It's tempting to think that pastors experiencing
"success" are happier than those experiencing "failure" or to think
they have it better, more comfortable, less problems, etc.
But such may not necessarily be the case. Though there are certainly dynamics which are quite
different in "successful" and "less successful" congregations, Pastors
often aggrandize "success" without taking a good look at it. Seldom do they
consider that "success" also brings its own set of problems.

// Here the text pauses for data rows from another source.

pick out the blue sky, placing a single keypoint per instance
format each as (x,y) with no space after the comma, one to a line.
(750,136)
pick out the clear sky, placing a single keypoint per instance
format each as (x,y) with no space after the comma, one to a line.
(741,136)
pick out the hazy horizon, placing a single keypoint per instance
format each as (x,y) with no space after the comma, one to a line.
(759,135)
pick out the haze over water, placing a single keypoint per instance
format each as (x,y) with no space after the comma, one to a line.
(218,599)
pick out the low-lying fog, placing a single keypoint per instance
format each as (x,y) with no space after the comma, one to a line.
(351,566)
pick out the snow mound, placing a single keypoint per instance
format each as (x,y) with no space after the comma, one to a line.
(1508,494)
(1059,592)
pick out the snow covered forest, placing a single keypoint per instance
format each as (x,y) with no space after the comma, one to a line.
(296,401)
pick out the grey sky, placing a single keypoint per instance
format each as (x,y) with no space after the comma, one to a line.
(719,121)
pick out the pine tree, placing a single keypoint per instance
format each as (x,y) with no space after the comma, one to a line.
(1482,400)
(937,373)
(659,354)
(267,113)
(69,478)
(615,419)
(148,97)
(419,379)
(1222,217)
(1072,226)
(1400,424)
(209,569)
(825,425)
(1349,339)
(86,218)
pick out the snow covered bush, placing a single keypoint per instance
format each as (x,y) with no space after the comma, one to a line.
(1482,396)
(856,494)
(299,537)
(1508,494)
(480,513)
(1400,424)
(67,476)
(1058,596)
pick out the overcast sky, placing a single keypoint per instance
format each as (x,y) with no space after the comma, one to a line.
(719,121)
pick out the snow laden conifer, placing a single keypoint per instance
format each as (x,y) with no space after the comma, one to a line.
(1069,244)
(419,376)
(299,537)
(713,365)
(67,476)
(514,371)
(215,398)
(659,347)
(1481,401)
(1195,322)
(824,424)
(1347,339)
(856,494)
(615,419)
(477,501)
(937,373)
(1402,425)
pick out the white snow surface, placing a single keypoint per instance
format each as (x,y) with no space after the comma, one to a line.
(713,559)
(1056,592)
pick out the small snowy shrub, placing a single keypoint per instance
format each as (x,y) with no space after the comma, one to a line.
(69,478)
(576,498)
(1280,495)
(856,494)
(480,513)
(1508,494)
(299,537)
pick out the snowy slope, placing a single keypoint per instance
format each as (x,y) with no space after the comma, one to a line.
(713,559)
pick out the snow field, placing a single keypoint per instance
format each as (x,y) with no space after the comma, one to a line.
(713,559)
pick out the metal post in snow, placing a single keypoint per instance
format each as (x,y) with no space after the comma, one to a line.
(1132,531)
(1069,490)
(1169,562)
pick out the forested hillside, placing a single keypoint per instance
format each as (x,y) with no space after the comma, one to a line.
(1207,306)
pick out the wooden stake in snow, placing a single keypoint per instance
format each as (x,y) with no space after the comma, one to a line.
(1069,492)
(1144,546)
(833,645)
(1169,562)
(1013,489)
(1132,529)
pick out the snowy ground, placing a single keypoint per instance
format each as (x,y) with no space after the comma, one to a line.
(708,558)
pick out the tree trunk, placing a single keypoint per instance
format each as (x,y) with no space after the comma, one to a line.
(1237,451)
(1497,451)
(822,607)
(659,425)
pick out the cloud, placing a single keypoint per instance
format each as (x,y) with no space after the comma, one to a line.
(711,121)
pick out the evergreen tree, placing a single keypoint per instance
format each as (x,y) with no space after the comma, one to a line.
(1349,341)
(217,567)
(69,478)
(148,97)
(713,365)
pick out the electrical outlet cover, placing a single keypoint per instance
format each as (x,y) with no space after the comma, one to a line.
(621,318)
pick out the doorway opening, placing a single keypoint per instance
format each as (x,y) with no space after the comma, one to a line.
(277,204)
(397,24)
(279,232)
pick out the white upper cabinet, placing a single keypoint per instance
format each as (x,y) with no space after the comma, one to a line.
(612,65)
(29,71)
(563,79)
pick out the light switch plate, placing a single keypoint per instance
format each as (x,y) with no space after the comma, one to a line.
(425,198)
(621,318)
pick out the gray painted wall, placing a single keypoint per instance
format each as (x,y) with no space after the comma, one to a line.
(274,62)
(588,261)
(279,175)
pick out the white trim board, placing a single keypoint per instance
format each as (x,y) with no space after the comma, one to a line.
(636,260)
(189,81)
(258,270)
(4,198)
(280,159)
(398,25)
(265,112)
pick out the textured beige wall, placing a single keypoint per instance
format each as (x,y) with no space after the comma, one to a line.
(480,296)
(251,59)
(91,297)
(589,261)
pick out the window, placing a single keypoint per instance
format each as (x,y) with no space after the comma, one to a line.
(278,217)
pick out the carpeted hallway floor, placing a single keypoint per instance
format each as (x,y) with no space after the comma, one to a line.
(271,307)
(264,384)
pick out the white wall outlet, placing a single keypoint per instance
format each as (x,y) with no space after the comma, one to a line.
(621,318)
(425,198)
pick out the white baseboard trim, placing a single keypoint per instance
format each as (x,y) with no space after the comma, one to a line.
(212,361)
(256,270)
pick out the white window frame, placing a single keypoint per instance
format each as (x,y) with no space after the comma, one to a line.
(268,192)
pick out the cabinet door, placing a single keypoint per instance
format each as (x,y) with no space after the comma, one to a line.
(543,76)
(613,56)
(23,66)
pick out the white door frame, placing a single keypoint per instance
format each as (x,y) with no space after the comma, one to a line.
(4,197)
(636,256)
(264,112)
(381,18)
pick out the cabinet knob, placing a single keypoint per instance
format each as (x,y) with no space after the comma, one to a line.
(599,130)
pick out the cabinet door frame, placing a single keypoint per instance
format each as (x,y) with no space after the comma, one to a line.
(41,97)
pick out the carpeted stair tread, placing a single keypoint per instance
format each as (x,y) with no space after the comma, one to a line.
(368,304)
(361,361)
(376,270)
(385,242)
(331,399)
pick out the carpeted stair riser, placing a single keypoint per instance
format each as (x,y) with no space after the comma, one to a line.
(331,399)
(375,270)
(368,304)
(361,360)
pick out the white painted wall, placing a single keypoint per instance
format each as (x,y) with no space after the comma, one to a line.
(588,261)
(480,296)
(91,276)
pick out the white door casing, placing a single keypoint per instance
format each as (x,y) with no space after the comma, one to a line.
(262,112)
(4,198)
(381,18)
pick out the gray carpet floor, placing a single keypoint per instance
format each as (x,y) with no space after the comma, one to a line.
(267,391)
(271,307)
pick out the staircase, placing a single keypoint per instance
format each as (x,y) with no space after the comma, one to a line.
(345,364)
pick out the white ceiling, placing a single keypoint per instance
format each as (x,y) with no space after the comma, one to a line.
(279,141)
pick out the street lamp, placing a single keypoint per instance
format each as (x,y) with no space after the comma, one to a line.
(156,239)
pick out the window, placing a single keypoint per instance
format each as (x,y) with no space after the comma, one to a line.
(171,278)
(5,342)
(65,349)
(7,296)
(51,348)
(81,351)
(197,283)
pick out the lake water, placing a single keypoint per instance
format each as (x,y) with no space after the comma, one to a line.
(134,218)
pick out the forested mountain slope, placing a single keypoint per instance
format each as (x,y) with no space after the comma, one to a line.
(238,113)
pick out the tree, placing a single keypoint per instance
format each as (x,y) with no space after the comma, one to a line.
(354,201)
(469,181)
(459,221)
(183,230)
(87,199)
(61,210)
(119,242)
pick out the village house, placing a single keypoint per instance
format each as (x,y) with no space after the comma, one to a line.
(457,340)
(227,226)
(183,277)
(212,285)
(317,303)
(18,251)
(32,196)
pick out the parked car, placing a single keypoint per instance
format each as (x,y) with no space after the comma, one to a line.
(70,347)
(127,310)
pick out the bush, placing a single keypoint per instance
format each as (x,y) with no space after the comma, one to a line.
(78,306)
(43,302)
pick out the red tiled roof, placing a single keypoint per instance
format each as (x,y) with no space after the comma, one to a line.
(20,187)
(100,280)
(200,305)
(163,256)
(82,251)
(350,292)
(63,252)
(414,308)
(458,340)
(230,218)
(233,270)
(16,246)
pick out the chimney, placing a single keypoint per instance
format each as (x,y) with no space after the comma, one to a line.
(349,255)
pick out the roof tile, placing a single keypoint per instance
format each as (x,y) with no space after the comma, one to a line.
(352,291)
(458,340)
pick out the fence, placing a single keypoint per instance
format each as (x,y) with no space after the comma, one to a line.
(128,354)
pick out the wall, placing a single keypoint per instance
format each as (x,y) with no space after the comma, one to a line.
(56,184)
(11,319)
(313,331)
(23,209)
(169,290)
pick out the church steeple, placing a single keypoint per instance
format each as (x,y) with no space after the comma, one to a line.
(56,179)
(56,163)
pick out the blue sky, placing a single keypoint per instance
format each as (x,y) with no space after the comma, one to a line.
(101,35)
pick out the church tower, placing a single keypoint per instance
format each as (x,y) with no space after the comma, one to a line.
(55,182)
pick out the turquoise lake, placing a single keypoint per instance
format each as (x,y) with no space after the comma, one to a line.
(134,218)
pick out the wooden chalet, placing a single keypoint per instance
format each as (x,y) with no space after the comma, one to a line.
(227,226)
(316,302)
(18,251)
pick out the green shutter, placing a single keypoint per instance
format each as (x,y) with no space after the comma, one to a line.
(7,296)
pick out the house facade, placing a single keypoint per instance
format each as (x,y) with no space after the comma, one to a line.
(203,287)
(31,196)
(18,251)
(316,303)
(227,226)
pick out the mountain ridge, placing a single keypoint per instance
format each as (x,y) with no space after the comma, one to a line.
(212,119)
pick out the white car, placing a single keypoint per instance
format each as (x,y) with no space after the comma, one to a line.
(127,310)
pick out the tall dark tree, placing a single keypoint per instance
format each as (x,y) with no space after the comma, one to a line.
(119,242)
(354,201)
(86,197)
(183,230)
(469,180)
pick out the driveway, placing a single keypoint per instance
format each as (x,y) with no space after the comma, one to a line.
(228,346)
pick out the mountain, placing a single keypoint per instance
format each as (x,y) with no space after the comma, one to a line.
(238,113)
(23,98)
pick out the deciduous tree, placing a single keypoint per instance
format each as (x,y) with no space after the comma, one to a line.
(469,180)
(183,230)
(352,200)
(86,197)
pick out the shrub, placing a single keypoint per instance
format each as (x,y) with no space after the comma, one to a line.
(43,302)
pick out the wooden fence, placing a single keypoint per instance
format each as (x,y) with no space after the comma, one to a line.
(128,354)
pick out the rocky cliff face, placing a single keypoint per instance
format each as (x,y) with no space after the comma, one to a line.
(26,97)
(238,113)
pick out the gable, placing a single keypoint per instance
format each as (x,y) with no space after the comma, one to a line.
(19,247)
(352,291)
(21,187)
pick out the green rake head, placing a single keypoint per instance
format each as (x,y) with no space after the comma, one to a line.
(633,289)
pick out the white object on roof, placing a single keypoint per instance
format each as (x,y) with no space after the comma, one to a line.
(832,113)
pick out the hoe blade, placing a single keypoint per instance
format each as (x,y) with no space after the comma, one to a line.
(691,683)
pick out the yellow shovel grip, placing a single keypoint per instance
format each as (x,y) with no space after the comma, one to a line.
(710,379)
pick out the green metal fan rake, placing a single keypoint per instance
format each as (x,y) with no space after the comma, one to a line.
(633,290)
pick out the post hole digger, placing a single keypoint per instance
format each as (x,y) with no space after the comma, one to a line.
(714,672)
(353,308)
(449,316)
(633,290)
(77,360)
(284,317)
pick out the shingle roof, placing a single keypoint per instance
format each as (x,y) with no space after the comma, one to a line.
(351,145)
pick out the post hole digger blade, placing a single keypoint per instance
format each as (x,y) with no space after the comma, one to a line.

Though the following article is admittedly simplistic,
nevertheless I believe success and failure have some of the same problems whether it be
staffing, budget, leadership, or other areas. Read on and see what I mean.
The Problems With "Success"
1) Expectations never meet reality.
- Once we realize the dreams of success, we always find that
the grass was not as green as we thought. We are disappointed.
2) Success brings extra unanticipated problems.
- Such problems can be financial, staffing, and or a number
of other programming difficulties which must be dealt with.
3) Tendency for momentum to slow/plateau when success
- After every great work, there's a "Sabbath" time
when people take a well-deserved rest. Unfortunately, it can be difficult to get out of
"rest" mode and get the momentum going again.
4) Lends itself to focus on self
- After all is finished we have a tendency to say, "Look
what I did!" Such focus, if unchecked, can lead to a sense that we built the church
and not God, thus placing great unnecessary stress on ourselves.
5) Changes responsibilities of leadership
- New successes mean that leadership must take on the new
responsibilities and challenges that success has introduced. Some of these new challenges
will have been anticipated; others will not have been anticipated.
6) Exposes leadership obsolescence
- Unfortunately, leaders who have done exemplary work to get
the church to the level of success do not have the gifts, abilities, attitudes, and/or
inclinations to go toward the next level of success. In fact, such individuals may resist
successive levels of success for numerous reasons.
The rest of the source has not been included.